Прочитайте онлайн Сделка Райнемана | Часть 2
2
8 сентября 1943 года
Пенемюнде, Германия
Человек в полосатом костюме от модного портного с Альтештрассе с недоверием смотрел на трех мужчин, сидевших за столиком напротив него. Это были сотрудники лаборатории. На лацканах их белых халатов красовались красные металлические значки, открывавшие трем этим ученым доступ в помещения научного центра, закрытые для всех, кроме элитарного слоя служащих Пенемюнде. К отвороту пиджака прибывшего из Берлина мужчины был прикреплен такой же точно значок, служивший в данный момент его опознавательным знаком. Он сам не знал, стоило ему или нет выставлять на вид эту бляху.
Но, без сомнения, сейчас ему хотелось лишь одного – чтобы у него на пиджаке не было никакого значка.
– Я не могу согласиться с вами, – произнес он спокойно. – Это же абсурд.
– Тогда пройдемте с нами, – предложил сидевший посередине ученый и кивнул коллеге справа от него.
– К чему откладывать? – сказал третий мужчина.
Все четверо встали со своих мест и направились к стальной двери, которая вела в апартаменты научного центра. Каждый из них отколол значок с лацкана и прижал к серой пластинке в стене. И всякий раз, когда кто-то проделывал это, зажигалась небольшая белая лампочка, выключавшаяся через пару секунд. Время достаточное, чтобы сфотографировать желающего пройти внутрь. По окончании сей процедуры шедший последним мужчина, один из сотрудников Пенемюнде, открыл дверь, и все вошли в вестибюль.

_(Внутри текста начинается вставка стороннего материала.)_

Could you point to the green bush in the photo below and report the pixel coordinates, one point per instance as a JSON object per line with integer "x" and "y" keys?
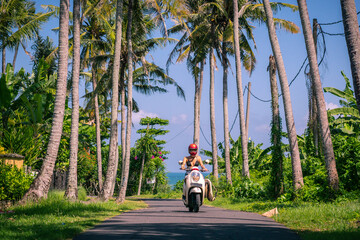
{"x": 13, "y": 182}
{"x": 82, "y": 193}
{"x": 347, "y": 155}
{"x": 245, "y": 188}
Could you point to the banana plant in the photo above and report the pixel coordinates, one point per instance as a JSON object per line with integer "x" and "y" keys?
{"x": 345, "y": 119}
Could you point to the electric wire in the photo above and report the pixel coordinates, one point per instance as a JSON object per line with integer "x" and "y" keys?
{"x": 180, "y": 132}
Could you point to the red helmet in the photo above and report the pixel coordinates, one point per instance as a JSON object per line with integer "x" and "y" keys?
{"x": 192, "y": 149}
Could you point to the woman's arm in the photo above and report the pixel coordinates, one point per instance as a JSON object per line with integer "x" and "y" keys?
{"x": 201, "y": 164}
{"x": 184, "y": 162}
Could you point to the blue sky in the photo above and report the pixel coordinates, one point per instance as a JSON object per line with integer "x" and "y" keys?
{"x": 180, "y": 112}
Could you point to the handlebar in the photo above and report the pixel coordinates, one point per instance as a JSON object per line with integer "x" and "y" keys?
{"x": 201, "y": 170}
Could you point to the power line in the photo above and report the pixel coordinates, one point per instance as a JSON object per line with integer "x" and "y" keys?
{"x": 332, "y": 23}
{"x": 297, "y": 74}
{"x": 180, "y": 132}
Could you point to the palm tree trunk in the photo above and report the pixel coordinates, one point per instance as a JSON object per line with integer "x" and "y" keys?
{"x": 122, "y": 99}
{"x": 212, "y": 110}
{"x": 248, "y": 110}
{"x": 141, "y": 172}
{"x": 112, "y": 162}
{"x": 226, "y": 116}
{"x": 124, "y": 181}
{"x": 352, "y": 36}
{"x": 197, "y": 110}
{"x": 277, "y": 155}
{"x": 3, "y": 51}
{"x": 97, "y": 125}
{"x": 314, "y": 123}
{"x": 15, "y": 54}
{"x": 40, "y": 187}
{"x": 71, "y": 188}
{"x": 298, "y": 181}
{"x": 320, "y": 101}
{"x": 244, "y": 138}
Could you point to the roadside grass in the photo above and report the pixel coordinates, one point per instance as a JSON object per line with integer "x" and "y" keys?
{"x": 330, "y": 221}
{"x": 57, "y": 218}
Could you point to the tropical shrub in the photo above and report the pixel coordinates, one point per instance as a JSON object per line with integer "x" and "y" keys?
{"x": 13, "y": 182}
{"x": 347, "y": 155}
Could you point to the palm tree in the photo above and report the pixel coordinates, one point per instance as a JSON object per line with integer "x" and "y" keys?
{"x": 112, "y": 162}
{"x": 298, "y": 181}
{"x": 18, "y": 22}
{"x": 126, "y": 164}
{"x": 71, "y": 188}
{"x": 351, "y": 27}
{"x": 40, "y": 187}
{"x": 244, "y": 138}
{"x": 97, "y": 41}
{"x": 188, "y": 16}
{"x": 277, "y": 154}
{"x": 330, "y": 163}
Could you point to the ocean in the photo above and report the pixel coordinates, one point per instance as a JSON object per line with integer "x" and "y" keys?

Если бы потом из помещения вышло только трое, или пятеро, или любое число людей, не соответствующее числу вошедших в помещение и запечатленных на фотографиях граждан, тотчас же сработала бы сигнализация.
Четверка прошла молча по длинному белому коридору. Прибывший из Берлина человек шел впереди рядом с ученым, сидевшим за столом посередине и, судя по всему, выполнявшим в данное время обязанности экскурсовода.
Подойдя к лифтовой площадке, они повторили тот же ритуал с красными значками, серой пластинкой и вспыхивавшей лишь на пару секунд белой лампочкой, что и при входе в здание. На этот раз под пластинкой зажглась цифра 6.
И тут же толстая стальная панель отошла с глухим звоном в сторону, открывая доступ в кабину лифта номер шесть, куда и ступили трое ученых с их гостем.
В лифте было обозначено восемь этажей, четыре из которых располагались под землей. Когда кабина достигла самого нижнего этажа Пенемюнде, они вышли и снова проследовали по белому коридору, пока их не встретил высокий охранник в плотно облегающей зеленой форме и с кобурой, пристегнутой к широкому коричневому поясу. В кобуре же покоился «люгер-штернлихт» – выполненный по спецзаказу пистолет с оптическим прицелом. Одного взгляда на фуражку дежурного было достаточно, чтобы понять, что это оружие изготовлено для гестапо.
Офицер гестапо сразу узнал трех ученых и небрежно кивнул им. Зато человек в полосатом костюме привлек его внимание. Охранник жестом приказал незнакомцу отстегнуть красный значок.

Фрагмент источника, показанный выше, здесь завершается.